As the perpetrators appeared to have got off free from any forms of sanctions from Africa (and the rest of the world) for what were clearly crimes against humanity, several regimes elsewhere in Africa (alas!, including the one that would be headed 20 years later in Liberia by one Charles Taylor who was then a nondescript high school student) were “convinced” of the lessons that they had drawn from the escapades of their Nigerian counterpart: “We can murder our peoples at will. There will be no sanctions from abroad”. As a result, the killing fields of the age stretched inexorably beyond the Nigerian frontiers: Liberia, Sierra Leone, southern Guinea, Guinea-Bissau, Ethiopia, Uganda, Zaire/Democratic Republic of Congo, Republic of Congo, Rwanda, Burundi, Sudan.

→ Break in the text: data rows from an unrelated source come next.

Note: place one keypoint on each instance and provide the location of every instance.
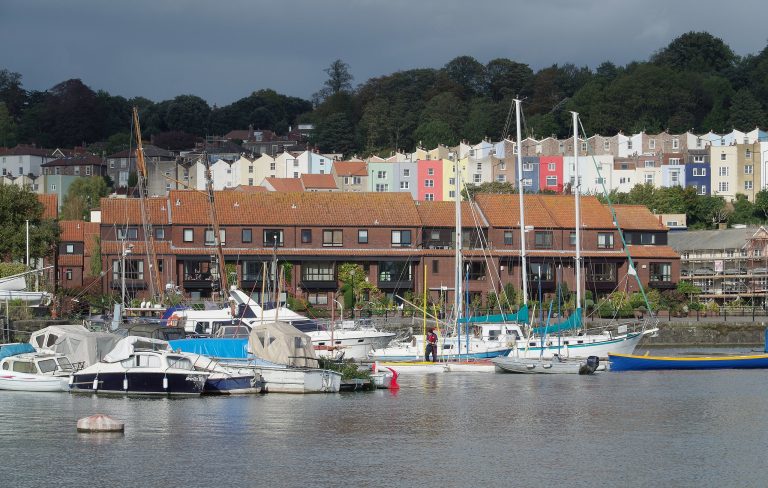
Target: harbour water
(613, 429)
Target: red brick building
(391, 236)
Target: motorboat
(350, 341)
(24, 369)
(554, 365)
(142, 366)
(632, 362)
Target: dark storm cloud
(223, 50)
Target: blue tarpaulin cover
(231, 348)
(520, 316)
(8, 350)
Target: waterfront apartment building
(389, 234)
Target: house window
(209, 237)
(543, 239)
(332, 238)
(649, 178)
(551, 180)
(273, 237)
(318, 272)
(401, 238)
(605, 240)
(603, 272)
(661, 272)
(131, 234)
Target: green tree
(746, 112)
(84, 195)
(16, 206)
(7, 127)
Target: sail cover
(520, 316)
(572, 322)
(282, 343)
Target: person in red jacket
(431, 346)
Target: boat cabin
(49, 364)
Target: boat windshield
(47, 365)
(24, 367)
(177, 362)
(64, 364)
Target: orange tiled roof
(286, 184)
(350, 168)
(298, 208)
(443, 214)
(636, 217)
(127, 211)
(323, 182)
(50, 205)
(544, 211)
(71, 260)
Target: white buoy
(99, 423)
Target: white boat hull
(354, 344)
(32, 382)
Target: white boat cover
(74, 341)
(282, 343)
(126, 346)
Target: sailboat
(579, 345)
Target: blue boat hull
(630, 362)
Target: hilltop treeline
(695, 83)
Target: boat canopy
(75, 341)
(520, 316)
(128, 345)
(572, 322)
(8, 350)
(282, 343)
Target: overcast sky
(222, 50)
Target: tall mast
(155, 280)
(577, 187)
(215, 225)
(523, 257)
(457, 299)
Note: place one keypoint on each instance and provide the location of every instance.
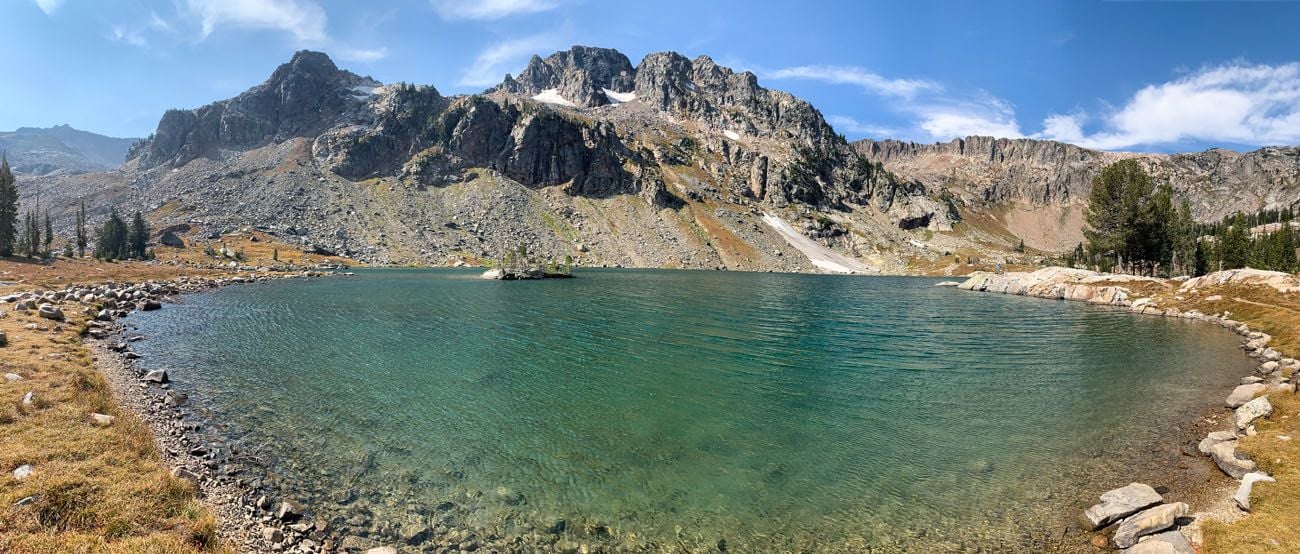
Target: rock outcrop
(983, 169)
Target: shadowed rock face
(1217, 182)
(302, 98)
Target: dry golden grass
(99, 489)
(1275, 507)
(259, 249)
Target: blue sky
(1113, 76)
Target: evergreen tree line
(1132, 225)
(34, 236)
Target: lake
(672, 410)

In the past 40 years, Nigeria has been run by a succession of genocidist generals and other operatives (military and civilian alike) who planned, executed and sustained the Igbo genocide. The current head of regime, Olusegun Obasanjo, commanded a notorious division in south Igboland which committed indescribable atrocities as it overran cities, towns and villages. Obasanjo also ordered his airforce to destroy a clearly marked International Committee of the Red Cross DC-7 aircraft flying in urgently needed relief aid to Biafra in June 1969. Indeed, Obasanjo records this crime in his memoirs most unabashedly (see Olusegun Obasanjo, My Command [Ibadan and London: Heinemann, 1980], p. 79.). Neither Obasanjo (who has been head of regime for a total of nine years during the period) nor any of his colleagues (most of whom are still alive) has apologised or shown remorse or, most importantly, been indicted for their crimes against humanity. On the contrary. In fact Gowon, the grand overseer of the genocide, only recently told the press in Enuugwu (political and cultural capital of Igboland) that he had “nothing to apologise” to the Igbo. Before he shot himself in a Berlin bunker in 1945, few would have expected Adolf Hitler to apologise or show remorse for his organised genocide of 6 million Jews across Europe during the Second World War. Hardly anyone, though, would wish to contemplate a Hitler travelling to Jerusalem, today, to address a press conference in which he would insist categorically: “I have nothing to apologise for the 6 million Jews my forces annihilated between 1939-1945. What I did was right”. That would be unimaginable monstrosity. But this was precisely what Gowon did at Enuugwu a fortnight ago.
Nigeria’s “bid” to join the Security Council could not have provided the world with a better opportunity to deal with the crux of contemporary Africa’s malaise: the non-accountability of Africa’s regimes which employ genocide and pillage of the economy as twin-track instrument of power. No country in Africa is more appropriate for the world to enforce this accountability than where the disease emerged in the first place on the continent – Nigeria, the quintessentially failed and genocide-state.
Now is the time for the US and the world to insist that each and every member of Nigeria’s “leaderships” who participated in the murder of 3.1 million Africans 40 years ago, and who in effect triggered the chain of mass killings of 12 million others elsewhere in the continent must be made to account for their crimes. Besides, if Nigeria is ultimately forced to hand over Taylor to face trial for the murder of 1.3 million Africans in the 1980s/1990s, then his current hosts (Obasanjo, Enaharo, Rotimi, Adekunle, Akinrinade, Abubakar, Babangida, Buhari, Gowon, Danjuma and many many others) must also be apprehended for the murder of 3.1 million Africans in the 1960s/1970s.